Bir diğer önemli değişiklik ise Hakimler Savcılar Yüksek Kurulu ile ilgilidir. İlk olarak Kurul’un isminden“Yüksek” ibaresinin kaldırıldığı görülmektedir. Ayrıca 22 asıl, 12 yedek üyeden oluşan Kurul’un üye sayısı 13’e indirilmektedir ve Başkan’ı yine Adalet Bakanı’dır ve yine Adalet Bakanı Müsteşarı Kurul’un tabii üyesi olarak belirtilmiştir. Geriye kalan 11 üyenin ise 4’ünün doğrudan Cumhurbaşkanı’nca, üçünün Yargıtay üyeleri, birinin Danıştay üyeleri, üçünün nitelikleri kanunda belirtilen yükseköğretim kurumlarının hukuk dallarında görev yapan öğretim üyeleri ile avukatlar arasından Türkiye Büyük Millet Meclisi tarafından seçileceği öngörülmüştür. Cumhurbaşkanı’nın görev ve yetkilerinde yapılan değişiklikle üst kademe kamu yöneticilerinin Cumhurbaşkanı tarafından Cumhurbaşkanlığı kararnamesiyle atanacağı belirtilmektedir. Böylelikle Adalet Bakanı Müsteşarı da Cumhurbaşkanı tarafından atanacaktır. Kurul’un başkanı olan Adalet Bakanı da Cumhurbaşkanı tarafından atanacağına göre bu durumda 13 üyeli Kurul’un 6 üyesi Cumhurbaşkanı tarafından atanıyor olmaktadır. Cumhurbaşkanı’nın  İktidar Partisi Genel Başkanı olduğu düşünülecek olursa  Meclis’in seçecek olduğu 7 üyenin de ne kadar farklı siyasi görüşe mensup insanlar olacağı tartışmalıdır. Genel kurul salt çoğunluk ile karar almaktadır bu durumda 13 üye olduğuna göre bir kararın alınabilmesi için 7 üyenin oyu gerekmektedir. 6 üyenin Cumhurbaşkanı tarafından atandığı ve yine 7 üyenin Cumhurbaşkanı’nın Genel Başkanı olduğu partinin milletvekillerince seçilebileceği düşünüldüğünde Kurul ne kadar bağımsız karar alabilecektir ? Anayasa’nın 159.maddesinde “Hâkimler ve Savcılar Yüksek Kurulu, mahkemelerin bağımsızlığı ve hâkimlik teminatı esaslarına göre kurulur ve görev yapar.” denilmektedir. (Bu fıkradan sadece “Yüksek” ibaresi çıkarılmış ve değişiklik metninde de korunmuştur.) Ancak ne yazık ki yapılan düzenleme ile yargı bağımsızlığından söz etmek oldukça güçleşmektedir.

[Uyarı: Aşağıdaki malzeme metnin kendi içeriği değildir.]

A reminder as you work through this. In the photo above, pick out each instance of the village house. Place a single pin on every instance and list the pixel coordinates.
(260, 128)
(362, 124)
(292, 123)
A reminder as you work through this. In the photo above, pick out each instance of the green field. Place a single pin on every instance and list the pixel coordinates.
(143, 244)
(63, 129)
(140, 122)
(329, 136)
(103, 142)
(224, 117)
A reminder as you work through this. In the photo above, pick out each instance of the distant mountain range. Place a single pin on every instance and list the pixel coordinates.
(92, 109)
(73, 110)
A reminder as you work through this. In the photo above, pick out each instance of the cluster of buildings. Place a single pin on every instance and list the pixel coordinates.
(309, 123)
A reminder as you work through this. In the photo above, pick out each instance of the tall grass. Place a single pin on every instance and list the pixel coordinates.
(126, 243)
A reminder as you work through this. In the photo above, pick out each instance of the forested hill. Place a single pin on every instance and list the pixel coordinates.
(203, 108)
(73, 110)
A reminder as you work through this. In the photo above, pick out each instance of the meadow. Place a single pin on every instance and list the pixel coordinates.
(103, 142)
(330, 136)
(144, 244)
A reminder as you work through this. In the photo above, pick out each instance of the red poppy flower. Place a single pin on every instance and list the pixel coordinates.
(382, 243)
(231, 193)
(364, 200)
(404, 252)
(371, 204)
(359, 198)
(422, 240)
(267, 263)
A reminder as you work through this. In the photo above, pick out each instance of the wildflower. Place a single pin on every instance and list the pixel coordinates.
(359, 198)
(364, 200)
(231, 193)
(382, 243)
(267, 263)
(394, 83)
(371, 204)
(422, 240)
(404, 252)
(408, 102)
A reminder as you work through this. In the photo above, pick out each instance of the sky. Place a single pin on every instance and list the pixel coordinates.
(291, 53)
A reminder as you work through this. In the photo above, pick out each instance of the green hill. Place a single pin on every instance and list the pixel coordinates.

Yargı bağımsızlığı neden önemlidir ?

Belki duymuşsunuzdur, bir yerde okumuşsunuzdur bize de derste hocamız anlatmıştı, yargı bağımsızlığından konu açılmışken bu hikayeden bahsetmeden olmazdı: Prusya kralı Büyük Friedrich yazlık sarayını yaptırmak için bir arazi beğeniyor ancak arazide bir değirmen var. Kral,değirmeni satın almak istiyor ama değirmenci satmak istemiyor. Friedrich “Benim kral olduğumu unutuyorsun, zorla alırım.” diyor. Bunun üzerine değirmencinin cevabı “Alamazsın, Berlin’de hakimler var.” oluyor. İşte benim bu değişikliklere karşı çıkmam ve yargı bağımsızlığını savunmam “Ankara’da hakimler var.” diyebilmek içindir. Şimdiki durumumuz da iç açıcı değil ama her daim yargı bağımsızlığından taraf olunması gerektiği düşüncesindeyim. Son olarak; 2014 yılında vefat eden ünlü Fransız siyaset bilimci Maurice Duverger’in de belirttiği gibi:

“Hukukun kuvvetinin azaldığı yerde, kuvvetlinin hukuku geçerli olmaya başlar.”